There is a lot to enjoy in this new part of the journey if you’re into the world building and lore of the Pillars universe. I know that that doesn’t appeal to every type of gamer but I found that the twists of the new quest line directly, and unexpectedly, fleshed out many of the things players hear about or had previously affected their life as the Watcher. Like with the rest of the game, there are references to the first title, but the new mysteries of the Deadfire Archipelago are also touched upon and I certainly appreciated how things seemed to tie in with the new environment visited and challenges presented. It doesn’t really affect the overall outcome of the game, and pretty much only adds a single new narration panel in the epilogue, but it certainly helped build up my interest in the game series and its world.
I have to mention that I’m still in love with the general art style of the game. The new locations, and some of the puzzle mechanics that affect the environment, do look really great. There’s also a few new enemies and gear but these don’t stand out as much as the rest of the environs. Things aren’t just limited to the White that Wends, so don’t worry about getting too sick of seeing just snow and ice.
So, is Beast of Winter worth getting? Despite its brief length and initially obvious premise, I enjoyed my time with it. It adds to the general experience of exploration and mystery the base game was already good at doing. In a few ways it’s a little too self-contained; at times it the new content feels like it wouldn’t be out of place being just another one of the big islands you can chart and explore which often have their own distinct quests and sights to see. Although you do get a chance to interact with Rymrgand in the rest of the game, this DLC also affords you a better chance to appreciate just how fuzzy and warm this god really can be. There were one or two great dialog options that showed just how much I appreciated him and, in turn, saw me get a lovely and quite permanent reward. But that's probably enough joking about the god of cold and entropy for the purpose of this review.

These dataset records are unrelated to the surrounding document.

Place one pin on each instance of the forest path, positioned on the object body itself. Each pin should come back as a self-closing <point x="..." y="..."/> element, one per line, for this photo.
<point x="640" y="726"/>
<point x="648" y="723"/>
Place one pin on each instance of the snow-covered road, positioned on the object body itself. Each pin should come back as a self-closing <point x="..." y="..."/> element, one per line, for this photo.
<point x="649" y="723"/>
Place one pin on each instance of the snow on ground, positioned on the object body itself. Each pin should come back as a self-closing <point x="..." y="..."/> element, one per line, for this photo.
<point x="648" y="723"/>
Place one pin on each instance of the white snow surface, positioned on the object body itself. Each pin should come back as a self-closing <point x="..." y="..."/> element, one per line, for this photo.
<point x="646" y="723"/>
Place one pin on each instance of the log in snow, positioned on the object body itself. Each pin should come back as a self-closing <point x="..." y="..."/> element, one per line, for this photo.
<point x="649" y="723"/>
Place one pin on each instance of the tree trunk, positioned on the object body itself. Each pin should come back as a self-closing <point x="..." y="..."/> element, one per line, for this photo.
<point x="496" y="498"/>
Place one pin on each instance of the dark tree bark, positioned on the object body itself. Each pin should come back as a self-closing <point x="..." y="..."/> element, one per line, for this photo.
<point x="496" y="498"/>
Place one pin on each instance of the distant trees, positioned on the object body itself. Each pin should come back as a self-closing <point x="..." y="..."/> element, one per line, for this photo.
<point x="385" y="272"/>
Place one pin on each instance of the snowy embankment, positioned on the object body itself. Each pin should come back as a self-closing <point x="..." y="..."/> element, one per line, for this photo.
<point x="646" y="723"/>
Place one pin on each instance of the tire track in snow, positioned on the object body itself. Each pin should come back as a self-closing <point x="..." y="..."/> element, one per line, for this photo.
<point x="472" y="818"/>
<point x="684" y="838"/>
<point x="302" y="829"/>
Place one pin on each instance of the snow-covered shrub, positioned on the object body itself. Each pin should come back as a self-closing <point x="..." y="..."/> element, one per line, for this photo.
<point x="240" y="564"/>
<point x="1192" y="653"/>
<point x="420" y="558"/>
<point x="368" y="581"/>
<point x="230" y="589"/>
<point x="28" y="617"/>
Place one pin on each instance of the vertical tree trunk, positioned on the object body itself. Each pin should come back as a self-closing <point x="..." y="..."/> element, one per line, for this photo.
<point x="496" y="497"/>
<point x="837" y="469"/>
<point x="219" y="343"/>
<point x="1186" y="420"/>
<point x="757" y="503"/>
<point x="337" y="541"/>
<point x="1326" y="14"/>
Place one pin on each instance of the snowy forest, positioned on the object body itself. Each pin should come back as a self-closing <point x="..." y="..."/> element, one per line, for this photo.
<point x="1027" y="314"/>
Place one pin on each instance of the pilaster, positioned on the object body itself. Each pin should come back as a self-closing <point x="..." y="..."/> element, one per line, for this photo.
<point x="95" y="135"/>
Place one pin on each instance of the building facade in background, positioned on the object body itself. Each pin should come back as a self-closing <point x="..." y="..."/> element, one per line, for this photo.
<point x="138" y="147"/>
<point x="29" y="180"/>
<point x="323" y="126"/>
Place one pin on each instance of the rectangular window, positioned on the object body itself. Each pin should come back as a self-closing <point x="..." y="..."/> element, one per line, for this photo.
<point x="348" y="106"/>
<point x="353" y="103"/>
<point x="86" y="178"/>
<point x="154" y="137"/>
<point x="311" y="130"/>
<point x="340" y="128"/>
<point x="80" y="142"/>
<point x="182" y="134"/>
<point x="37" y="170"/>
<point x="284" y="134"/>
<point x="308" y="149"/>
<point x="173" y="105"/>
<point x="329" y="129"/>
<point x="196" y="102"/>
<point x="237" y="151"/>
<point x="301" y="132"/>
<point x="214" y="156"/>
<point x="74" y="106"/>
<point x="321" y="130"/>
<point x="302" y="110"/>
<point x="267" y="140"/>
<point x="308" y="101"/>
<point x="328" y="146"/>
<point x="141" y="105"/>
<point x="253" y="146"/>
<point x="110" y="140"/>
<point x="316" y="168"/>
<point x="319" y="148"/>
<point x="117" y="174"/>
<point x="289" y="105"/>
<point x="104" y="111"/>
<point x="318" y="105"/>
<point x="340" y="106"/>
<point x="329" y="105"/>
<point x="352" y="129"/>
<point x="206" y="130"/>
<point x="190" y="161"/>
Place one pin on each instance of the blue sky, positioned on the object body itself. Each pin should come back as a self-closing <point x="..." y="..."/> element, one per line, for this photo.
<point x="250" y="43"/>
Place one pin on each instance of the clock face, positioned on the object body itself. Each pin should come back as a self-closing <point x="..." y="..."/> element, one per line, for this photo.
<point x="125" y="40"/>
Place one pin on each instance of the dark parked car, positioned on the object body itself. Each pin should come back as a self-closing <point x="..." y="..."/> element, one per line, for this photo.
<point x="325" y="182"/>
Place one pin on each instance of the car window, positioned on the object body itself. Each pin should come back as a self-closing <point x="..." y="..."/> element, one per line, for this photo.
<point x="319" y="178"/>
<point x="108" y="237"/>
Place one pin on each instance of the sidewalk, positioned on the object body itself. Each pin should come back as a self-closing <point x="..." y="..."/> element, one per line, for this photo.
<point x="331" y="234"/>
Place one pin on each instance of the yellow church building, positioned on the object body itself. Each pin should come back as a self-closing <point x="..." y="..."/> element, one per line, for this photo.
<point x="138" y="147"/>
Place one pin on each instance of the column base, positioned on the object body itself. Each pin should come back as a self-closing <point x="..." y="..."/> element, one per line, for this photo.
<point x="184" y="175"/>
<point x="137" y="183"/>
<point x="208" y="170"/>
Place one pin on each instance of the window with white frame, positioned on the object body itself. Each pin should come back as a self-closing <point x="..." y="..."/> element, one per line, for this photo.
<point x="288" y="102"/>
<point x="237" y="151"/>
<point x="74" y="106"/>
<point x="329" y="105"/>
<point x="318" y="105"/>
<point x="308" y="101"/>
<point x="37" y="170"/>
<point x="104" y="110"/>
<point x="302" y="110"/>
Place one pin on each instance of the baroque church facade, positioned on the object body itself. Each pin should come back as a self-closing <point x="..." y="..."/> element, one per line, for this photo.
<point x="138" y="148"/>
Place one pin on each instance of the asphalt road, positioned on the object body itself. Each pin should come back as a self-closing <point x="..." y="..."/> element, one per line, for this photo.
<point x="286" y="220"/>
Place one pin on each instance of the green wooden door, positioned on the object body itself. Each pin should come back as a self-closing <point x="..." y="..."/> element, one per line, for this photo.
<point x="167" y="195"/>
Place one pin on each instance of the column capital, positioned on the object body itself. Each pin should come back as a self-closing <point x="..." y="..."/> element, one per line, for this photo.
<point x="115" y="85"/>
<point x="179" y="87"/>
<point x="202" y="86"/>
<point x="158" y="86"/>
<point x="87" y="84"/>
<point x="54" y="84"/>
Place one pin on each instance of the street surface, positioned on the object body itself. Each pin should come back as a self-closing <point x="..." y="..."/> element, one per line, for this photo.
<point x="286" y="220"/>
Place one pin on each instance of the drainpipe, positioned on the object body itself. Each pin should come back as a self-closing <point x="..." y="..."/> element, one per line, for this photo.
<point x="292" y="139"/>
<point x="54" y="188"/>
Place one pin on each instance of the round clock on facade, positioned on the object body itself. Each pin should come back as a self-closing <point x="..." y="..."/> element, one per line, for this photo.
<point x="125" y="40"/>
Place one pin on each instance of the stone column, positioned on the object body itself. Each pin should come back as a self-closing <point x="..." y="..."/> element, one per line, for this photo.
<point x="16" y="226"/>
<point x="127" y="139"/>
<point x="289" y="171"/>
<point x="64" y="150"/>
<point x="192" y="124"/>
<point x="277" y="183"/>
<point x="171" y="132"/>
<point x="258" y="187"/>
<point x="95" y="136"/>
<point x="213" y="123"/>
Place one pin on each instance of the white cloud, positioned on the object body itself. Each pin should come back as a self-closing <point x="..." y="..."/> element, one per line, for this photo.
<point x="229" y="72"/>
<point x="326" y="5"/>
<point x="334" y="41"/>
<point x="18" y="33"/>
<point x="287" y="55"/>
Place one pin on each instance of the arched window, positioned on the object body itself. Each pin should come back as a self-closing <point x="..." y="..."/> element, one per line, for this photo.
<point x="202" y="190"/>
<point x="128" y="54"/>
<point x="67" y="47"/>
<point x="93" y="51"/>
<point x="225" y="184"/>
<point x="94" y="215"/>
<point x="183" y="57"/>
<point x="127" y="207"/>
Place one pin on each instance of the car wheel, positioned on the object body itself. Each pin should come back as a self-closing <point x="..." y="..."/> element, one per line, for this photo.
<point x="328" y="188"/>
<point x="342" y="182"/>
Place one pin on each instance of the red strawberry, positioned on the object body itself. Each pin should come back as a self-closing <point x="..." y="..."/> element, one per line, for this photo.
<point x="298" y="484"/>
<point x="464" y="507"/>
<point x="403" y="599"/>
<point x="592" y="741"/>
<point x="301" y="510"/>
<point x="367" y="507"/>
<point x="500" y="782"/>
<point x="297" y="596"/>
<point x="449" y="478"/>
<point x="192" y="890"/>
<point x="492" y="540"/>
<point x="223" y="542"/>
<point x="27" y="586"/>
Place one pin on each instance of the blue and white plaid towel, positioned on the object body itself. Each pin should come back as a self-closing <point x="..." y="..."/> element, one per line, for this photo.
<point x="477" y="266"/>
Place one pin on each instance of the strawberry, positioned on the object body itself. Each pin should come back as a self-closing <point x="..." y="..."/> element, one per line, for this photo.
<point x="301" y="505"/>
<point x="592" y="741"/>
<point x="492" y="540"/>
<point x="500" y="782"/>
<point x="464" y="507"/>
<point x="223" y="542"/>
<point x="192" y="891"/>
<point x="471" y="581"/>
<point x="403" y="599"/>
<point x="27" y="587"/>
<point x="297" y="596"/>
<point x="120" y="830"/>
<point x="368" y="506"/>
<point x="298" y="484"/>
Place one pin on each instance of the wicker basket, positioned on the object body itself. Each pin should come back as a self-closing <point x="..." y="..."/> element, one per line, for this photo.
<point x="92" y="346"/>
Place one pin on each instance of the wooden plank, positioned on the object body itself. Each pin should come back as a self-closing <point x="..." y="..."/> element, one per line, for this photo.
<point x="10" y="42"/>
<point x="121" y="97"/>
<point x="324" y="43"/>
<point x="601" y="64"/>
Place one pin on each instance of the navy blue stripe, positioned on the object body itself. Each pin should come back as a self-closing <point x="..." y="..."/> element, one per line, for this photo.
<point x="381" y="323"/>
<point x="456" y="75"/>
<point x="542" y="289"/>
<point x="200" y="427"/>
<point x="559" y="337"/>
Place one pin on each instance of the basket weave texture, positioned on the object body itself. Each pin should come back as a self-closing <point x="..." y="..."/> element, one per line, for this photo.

I would have wished the adventure a bit longer, the new companion more interesting, and the quests little more non-linear or at least more in line with the free-flowing structure of the rest of the game. That said, those faults aren't enough to seriously degrade the overall experience. Obsidian has played up its strengths well—the world building is strong and the choices you can make continue to be interesting. The same care at making outcomes vary possibly as wildly or as subtly as you like, much as with the rest of the game, is very much present here.